Поскольку отдача оружия застала Орбарта врасплох (как, несомненно, и сила принятого им наркотика), он, пошатываясь, отступил на пару шагов и, все еще поливая заключенных пулями, повалился на ограду, находившуюся под высоким напряжением.
– Трагедия, – сказала Алиса.
– Остается лишь надеяться, госпожа Зайссер, что с ходом времени…
– Да. Время лечит любые раны, мой господин. Во всяком случае, так говорят.
Наконец чаши с супом убрали и принесли главное блюдо – густую, бордовую тушеную говядину.
Ханна вернулась за стол, как раз когда Долль добрался до середины анекдота, связанного с состоявшимся семью неделями раньше (в середине июля) посещением лагеря Рейхсфюрером СС Генрихом Гиммлером.

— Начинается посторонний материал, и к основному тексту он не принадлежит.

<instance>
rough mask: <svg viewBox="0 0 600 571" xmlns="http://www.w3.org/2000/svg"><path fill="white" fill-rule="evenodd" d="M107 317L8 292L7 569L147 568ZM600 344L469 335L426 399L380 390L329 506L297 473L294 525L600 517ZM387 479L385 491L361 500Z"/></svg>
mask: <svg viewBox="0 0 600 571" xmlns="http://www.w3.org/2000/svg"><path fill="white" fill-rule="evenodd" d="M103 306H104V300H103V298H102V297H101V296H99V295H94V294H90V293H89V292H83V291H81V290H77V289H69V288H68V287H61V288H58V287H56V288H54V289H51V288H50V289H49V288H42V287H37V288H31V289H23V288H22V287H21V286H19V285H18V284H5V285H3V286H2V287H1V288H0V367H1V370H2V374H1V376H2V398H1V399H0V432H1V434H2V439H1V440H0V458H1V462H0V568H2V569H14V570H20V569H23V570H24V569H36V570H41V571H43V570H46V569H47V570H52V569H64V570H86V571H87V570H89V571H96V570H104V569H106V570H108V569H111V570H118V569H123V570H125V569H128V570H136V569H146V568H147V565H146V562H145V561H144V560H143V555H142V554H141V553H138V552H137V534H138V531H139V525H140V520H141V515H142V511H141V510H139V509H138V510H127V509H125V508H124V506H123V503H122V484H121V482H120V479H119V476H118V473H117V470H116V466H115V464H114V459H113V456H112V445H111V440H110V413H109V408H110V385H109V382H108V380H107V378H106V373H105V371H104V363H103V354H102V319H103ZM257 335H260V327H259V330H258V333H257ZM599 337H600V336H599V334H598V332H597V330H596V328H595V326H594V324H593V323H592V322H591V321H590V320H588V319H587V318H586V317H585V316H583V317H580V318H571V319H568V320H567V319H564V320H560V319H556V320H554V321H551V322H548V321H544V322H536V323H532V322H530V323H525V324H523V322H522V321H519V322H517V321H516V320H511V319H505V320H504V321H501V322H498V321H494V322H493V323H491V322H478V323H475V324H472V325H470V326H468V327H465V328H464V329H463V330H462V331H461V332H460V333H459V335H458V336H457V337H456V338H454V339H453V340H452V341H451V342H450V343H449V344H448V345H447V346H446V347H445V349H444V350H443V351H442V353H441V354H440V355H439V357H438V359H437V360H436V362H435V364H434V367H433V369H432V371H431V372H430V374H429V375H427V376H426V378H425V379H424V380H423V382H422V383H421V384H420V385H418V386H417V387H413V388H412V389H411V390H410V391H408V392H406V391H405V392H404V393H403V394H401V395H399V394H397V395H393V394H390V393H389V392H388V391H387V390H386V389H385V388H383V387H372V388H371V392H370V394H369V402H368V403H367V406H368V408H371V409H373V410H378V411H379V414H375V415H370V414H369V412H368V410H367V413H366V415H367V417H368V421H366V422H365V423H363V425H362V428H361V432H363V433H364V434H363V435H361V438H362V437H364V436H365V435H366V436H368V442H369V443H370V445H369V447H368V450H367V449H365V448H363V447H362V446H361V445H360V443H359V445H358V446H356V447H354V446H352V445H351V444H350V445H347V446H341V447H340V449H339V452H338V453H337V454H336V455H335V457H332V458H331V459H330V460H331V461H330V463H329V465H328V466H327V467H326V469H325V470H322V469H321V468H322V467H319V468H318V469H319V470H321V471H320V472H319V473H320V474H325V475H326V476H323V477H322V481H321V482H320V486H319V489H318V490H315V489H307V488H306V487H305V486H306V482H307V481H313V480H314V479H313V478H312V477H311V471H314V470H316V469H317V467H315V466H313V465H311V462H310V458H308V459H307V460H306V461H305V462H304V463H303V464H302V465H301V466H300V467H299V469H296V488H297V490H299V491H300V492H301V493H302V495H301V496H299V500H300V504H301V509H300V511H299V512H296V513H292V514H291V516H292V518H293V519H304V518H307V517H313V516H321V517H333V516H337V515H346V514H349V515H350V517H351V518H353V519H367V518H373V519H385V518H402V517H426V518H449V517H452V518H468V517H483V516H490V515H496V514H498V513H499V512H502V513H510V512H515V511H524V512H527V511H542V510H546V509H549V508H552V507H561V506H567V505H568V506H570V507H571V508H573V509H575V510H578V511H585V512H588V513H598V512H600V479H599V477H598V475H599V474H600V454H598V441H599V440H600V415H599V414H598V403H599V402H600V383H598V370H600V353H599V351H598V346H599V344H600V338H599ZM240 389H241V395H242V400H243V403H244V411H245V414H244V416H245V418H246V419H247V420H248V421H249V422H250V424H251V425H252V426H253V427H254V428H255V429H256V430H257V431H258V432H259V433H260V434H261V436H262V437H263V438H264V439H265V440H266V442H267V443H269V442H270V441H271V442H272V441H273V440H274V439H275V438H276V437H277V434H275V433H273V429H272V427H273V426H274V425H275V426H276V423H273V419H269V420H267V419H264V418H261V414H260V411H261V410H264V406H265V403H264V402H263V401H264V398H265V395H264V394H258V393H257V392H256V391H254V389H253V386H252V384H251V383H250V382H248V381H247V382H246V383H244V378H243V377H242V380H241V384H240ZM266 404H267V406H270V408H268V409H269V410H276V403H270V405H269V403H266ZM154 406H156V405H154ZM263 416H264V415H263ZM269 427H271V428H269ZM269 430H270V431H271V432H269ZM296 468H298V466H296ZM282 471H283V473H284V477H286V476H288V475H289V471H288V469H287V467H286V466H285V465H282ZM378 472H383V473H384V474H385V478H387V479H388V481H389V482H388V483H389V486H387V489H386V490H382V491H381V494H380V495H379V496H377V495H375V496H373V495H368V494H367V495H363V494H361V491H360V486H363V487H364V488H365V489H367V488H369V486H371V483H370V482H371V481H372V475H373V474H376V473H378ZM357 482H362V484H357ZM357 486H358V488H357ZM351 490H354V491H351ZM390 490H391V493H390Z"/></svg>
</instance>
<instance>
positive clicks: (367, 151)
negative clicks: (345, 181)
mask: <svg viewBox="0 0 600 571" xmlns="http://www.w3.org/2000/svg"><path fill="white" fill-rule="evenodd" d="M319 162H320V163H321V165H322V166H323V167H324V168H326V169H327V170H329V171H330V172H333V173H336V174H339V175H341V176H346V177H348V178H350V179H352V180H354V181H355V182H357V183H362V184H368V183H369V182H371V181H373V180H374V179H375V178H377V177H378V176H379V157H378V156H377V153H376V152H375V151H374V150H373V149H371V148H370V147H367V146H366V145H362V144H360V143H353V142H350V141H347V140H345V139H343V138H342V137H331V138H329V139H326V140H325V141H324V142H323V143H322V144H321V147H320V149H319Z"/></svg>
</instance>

– Я отвез нашего высокопоставленного гостя на кроличью селекционную станцию в Дворах. Настоятельно советую вам заглянуть туда, фрау Зидиг. Роскошные ангорские кролики, белые и пушистые до того, что дальше и некуда. Мы их, знаете ли, сотнями разводим. Ради их меха, не так ли? Который согревает наши летные экипажи во время выполнения заданий! Там был один особенный экземпляр по кличке Снежок, – физиономия Долля начала расплываться в плотоядной ухмылке, – красавец совершеннейший. А доктор из заключенных – впрочем, что это я? – ветеринар из заключенных обучил его всяким кунштюкам. – Долль нахмурился (и поморщился, и болезненно улыбнулся). – Вернее, кунштюк был всего один. Но какой! Снежок садился на задние лапки, а передние выставлял, знаете, вот так и просил подаяние, – его научили просить подаяние!